I forgot to mention few other important points in my previous post on this thread. I talked about migration vs. invasion and migration in general. I should have added another issue of migrants vs. refugees [BTW I liked movie Refugee. It is about a Bihari family’s plight when they try to migrate to Pakistan through Rann of Kutch]. Refugees generally come with inherent weaknesses because they are leaving their homelands out of famine, disease, economy or over-population. It is generally believed that Aryans were migrating in waves during 1200-1800 BC for adverse reasons. Refugees usually adopt to their newer climates rather otherway around, be they Bangladeshis in Karachi or Assam, Afghans in Pakistan or Mexicans and Central Americans in the USA, unless they possess certain valuable skills or commodities, as Shah Shujah possessing Koh-i-Noor diamond or Hong Kong Chineese possessing large sums of money during the late eighties and early nineties. The best likelihood of refugees domination, in my opinion, is religion. The odds of a refugees community coming to dominate in language and culture, based on either or some of religion, skills, horses, chariots and good looks, are best for religion. If it can be proven with sufficient evidence that Rig-Veda was in fact composed by refugees, then theory has merits.

Actually a case against this theory can be made with eyes closed--without considering any evidence for or against it--based strictly on scientific reasoning and logic. The theory of Aryans exodus from their original homelands to India, Iran and Europe as well as the theory of Jewish exodus out of Egypt and into Palestine suffer from the same fundamental flaws. They are based on a series of unlikely, low probability events. The odds for other easy routes are more in each step than these theories suggest. When a case is build on unlikely pathways, the odds against it increase exponentially going to the second, third and the next “exception than the norm” steps. In biological evolution, mutations or unlikely events only survive if they have any advantage over its normal kins. Moreover, the number of biological or biochemical events are very large and very fast on time scale compared to slow and few events of social or linguistic evolution, a mutation is quickly lost or built up depending on natural selection.
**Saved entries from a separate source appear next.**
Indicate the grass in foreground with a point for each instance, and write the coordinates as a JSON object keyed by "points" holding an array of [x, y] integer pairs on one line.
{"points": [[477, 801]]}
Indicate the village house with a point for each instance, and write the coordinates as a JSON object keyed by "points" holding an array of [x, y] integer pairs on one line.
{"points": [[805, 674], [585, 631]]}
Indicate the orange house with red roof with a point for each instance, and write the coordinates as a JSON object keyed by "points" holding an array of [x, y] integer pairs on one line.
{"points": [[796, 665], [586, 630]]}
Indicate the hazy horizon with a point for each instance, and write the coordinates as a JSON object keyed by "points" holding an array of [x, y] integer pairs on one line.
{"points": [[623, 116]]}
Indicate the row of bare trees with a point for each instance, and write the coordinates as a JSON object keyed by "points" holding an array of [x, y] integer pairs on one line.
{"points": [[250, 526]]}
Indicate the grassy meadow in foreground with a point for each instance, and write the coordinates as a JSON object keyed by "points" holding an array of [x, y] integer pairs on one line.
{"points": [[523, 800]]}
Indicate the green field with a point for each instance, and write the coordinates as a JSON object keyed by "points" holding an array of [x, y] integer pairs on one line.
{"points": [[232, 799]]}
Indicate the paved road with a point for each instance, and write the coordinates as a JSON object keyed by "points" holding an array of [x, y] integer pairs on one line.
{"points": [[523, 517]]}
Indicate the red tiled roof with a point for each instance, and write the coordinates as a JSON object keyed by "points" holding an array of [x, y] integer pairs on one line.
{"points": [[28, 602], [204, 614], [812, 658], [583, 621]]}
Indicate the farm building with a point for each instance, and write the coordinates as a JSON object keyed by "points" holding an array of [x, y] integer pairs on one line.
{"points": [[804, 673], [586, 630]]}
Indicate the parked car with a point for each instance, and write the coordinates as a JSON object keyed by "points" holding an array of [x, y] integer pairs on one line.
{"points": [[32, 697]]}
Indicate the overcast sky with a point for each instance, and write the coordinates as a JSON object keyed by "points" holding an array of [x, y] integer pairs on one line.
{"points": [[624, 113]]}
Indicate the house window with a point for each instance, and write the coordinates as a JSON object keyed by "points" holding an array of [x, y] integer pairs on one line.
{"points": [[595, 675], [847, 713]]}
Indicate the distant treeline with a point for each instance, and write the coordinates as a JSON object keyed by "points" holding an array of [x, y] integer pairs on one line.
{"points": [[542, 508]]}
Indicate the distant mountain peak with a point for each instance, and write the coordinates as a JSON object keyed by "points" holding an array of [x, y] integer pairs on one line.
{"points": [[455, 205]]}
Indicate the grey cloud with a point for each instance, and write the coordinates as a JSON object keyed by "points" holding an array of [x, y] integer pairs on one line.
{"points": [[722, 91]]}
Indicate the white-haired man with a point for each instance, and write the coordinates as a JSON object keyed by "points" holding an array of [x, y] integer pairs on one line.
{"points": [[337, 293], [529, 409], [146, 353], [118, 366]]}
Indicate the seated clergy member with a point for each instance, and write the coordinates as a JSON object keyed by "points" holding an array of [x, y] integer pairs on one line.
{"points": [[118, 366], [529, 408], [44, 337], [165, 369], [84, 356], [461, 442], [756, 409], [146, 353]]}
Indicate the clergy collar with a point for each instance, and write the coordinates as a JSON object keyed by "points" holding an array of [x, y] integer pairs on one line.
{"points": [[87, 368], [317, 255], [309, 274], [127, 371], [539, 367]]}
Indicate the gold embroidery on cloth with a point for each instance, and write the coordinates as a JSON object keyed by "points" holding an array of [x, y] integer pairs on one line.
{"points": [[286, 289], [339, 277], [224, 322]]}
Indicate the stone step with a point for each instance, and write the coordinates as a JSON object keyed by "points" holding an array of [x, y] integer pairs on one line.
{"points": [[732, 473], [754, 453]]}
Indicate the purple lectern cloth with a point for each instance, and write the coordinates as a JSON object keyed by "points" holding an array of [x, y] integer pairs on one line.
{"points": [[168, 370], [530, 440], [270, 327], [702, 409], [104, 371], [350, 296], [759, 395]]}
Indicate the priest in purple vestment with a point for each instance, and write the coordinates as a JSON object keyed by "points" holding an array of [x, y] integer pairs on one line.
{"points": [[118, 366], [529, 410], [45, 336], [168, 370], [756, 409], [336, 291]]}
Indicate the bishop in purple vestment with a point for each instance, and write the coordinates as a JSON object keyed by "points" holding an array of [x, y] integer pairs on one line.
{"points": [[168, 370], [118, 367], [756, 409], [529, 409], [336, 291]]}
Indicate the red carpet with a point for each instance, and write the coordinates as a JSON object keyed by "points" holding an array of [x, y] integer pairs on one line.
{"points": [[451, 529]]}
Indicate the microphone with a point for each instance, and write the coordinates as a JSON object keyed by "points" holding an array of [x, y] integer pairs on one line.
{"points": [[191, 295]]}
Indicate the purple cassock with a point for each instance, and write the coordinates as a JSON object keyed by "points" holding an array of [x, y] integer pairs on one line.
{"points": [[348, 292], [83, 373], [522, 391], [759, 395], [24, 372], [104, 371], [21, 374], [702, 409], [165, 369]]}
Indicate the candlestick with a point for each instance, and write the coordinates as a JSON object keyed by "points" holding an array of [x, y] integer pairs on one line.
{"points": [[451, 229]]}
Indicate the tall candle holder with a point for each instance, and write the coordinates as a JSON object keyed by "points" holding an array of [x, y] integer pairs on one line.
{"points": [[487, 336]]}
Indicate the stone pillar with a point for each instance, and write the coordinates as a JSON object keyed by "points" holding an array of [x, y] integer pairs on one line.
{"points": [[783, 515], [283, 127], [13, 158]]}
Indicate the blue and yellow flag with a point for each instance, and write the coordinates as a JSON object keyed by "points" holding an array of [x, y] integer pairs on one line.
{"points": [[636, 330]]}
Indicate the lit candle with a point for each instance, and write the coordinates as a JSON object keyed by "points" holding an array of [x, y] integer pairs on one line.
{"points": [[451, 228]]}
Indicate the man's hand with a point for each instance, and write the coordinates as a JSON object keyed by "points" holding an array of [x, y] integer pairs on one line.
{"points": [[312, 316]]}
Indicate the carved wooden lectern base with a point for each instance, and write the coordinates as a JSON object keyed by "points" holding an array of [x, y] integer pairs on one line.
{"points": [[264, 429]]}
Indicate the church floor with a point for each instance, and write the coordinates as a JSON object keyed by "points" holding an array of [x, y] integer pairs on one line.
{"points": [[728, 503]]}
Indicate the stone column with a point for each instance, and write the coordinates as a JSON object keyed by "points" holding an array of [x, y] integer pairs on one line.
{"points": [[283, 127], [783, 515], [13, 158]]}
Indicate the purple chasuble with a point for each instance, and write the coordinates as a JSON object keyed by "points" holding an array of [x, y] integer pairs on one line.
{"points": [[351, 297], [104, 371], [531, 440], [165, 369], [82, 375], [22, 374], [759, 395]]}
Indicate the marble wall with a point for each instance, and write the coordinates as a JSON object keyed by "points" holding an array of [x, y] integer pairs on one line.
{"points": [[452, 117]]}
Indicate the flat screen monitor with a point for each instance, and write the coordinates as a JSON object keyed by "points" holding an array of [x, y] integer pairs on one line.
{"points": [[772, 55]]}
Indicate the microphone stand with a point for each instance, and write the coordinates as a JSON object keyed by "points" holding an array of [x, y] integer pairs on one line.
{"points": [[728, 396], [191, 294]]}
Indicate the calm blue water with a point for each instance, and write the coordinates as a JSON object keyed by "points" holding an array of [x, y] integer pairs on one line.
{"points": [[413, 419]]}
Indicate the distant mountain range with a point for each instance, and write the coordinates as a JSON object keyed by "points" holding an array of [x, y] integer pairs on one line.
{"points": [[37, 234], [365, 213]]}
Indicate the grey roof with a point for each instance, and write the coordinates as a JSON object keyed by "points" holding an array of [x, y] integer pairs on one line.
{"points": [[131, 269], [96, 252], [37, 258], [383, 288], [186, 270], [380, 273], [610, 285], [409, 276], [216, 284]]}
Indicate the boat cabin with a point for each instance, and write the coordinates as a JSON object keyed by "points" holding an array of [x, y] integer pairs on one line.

Let us dissect these theories. It is less likely for a small powerless trible to leave Egypt together, putting all their eggs in one basket, knowing too well, the Pharoah’s army will chase them down. In the second step likelihood of army destroying the fleeing trible are more than army being destroyed under mysterious circumstances. The chances of crossing Sinai desert are more than being lost for 60 years because people always traveled using sun and stars as guide, in those times. In the next step entering Palestine and dominating the powerful existing tribe of cannanites is less likely than otherway arould. In the case of Aryan theory, the chances of taking chariots through harsh mountaneous terrain are lower than without them. If they moved without them, just carried the knowledge about them, then they must reach India within couple of generations otherwise the knowledge will be lost. Once in India, as refugees, odds are more for them adopting then otherway around, both because of numbers and weak refugee status. Hinduism has never been a religion like catholicism with one central authority who could influence far and near without might to back it up. Similarly, odds for peaceful transfer of language are more than coercive transfer, if it has certain benefits over existing languages.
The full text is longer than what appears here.